Edutopia and Turnaround for Children have developed a video series about the implications of the Building Blocks for Learning for teaching.
10 Cornerstones of Learning from Chapter 3 of Nature of Learning (OECD)
- Learning is an activity carried out by the learner.
- Optimal learning takes prior knowledge into account.
- Learning requires the integration of knowledge structures.
- Optimally, learning balances the acquisition of concepts, skills, and meta-cognitive competence.
- Learning optimally builds up complex knowledge structures by organizing more basic pieces of knowledge in a hierarchical way.
- Optimally, learning can utilize structures in the external world for organizing knowledge structures in the mind. It all starts with explicit learning goals.
- Learning is constrained by capacity limitations of the human information-processing architecture.
- Learning results from a dynamic interplay of emotion, motivation, and cognition.
- Optimal learning builds up transferable knowledge structures.
- Learning requires time and effort.
The Nature of Learning: Using Research to Inspire Practice a Practitioner Guide from the Innovative Learning Environments Project (OECD)
The principles are identified as:
- The learning environment recognizes the learners as its core participants, encourages their active engagement, and develops in them an understanding of their own activity as learners.
- The learning environment is founded on the social nature of learning and actively encourages well-organised cooperative learning.

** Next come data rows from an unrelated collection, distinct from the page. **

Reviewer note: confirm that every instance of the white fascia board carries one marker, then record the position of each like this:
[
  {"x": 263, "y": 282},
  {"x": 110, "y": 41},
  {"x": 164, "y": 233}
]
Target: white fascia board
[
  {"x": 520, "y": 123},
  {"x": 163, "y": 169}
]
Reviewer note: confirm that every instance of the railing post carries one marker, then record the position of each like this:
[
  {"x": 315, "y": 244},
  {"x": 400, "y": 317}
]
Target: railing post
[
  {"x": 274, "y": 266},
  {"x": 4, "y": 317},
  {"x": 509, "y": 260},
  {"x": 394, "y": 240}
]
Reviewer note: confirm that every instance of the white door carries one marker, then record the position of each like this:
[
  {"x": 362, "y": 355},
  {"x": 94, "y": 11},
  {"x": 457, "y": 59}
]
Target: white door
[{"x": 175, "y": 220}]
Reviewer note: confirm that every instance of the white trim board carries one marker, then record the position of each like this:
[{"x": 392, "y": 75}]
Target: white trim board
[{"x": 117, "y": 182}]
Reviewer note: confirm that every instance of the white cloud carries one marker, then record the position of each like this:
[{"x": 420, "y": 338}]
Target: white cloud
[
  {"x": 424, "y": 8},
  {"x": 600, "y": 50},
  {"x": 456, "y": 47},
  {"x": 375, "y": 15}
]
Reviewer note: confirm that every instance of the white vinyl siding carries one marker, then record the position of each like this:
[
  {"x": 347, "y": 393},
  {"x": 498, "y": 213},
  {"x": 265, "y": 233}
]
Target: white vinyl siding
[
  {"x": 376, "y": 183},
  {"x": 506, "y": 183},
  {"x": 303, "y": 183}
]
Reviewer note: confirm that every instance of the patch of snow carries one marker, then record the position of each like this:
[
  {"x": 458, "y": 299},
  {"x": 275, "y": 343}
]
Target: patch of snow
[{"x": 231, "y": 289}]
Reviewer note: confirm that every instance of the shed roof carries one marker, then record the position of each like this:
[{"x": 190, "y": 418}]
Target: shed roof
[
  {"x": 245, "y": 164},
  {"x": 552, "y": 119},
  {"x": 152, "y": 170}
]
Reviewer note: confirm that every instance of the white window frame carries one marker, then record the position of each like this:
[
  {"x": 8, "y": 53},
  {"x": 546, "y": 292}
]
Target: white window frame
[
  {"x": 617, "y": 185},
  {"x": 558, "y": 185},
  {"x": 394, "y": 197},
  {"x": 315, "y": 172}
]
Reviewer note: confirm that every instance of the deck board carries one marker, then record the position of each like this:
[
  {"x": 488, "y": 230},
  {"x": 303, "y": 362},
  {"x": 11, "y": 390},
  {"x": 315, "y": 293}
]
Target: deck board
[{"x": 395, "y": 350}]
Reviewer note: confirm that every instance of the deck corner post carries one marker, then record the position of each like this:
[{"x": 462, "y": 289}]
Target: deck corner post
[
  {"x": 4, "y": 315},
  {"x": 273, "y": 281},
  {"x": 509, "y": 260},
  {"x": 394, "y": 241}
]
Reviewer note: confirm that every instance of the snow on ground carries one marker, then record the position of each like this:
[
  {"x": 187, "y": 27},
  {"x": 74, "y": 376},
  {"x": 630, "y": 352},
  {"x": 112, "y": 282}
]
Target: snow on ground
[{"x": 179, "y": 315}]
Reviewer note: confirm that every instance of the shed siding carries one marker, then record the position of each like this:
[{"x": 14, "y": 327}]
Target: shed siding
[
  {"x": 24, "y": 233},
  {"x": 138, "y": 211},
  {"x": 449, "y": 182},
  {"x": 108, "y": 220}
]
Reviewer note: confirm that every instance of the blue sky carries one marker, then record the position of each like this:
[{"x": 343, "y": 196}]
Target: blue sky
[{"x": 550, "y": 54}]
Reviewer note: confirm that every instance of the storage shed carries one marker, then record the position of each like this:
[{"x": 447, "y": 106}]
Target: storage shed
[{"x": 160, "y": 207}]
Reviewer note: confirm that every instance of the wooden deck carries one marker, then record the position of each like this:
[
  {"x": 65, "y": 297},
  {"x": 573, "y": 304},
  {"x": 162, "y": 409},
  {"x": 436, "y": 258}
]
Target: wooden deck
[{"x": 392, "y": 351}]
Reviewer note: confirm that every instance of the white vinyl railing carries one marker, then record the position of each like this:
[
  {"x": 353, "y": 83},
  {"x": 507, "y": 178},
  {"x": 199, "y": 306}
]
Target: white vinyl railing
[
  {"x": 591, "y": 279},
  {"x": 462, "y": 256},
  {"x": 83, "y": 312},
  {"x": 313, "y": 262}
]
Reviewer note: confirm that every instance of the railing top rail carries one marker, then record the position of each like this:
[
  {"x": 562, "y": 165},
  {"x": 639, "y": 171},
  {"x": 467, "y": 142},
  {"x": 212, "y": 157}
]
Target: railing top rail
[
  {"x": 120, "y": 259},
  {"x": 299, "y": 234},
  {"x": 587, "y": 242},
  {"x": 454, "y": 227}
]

- The learning professionals within the learning environment are highly attuned to the learners’ motivations and the key role of emotions in achievement.
- The learning environment is acutely sensitive to the individual differences among the learners in it, including their prior knowledge.
- The learning environment devises programs that demand hard work and challenge from all but without excessive overload.
- The learning environment operates with clarity of expectations using assessment strategies consistent with these expectations; there is a strong emphasis on formative feedback to support learning.
- The learning environment strongly promotes “horizontal connectedness” across areas of knowledge and subjects as well as to the community and the wider world.
Nine Cognitive Principles from Why Don’t Students Like School? by Daniel Willingham
- People are naturally curious, but we are not naturally good thinkers; unless the cognitive conditions are right, we will avoid thinking.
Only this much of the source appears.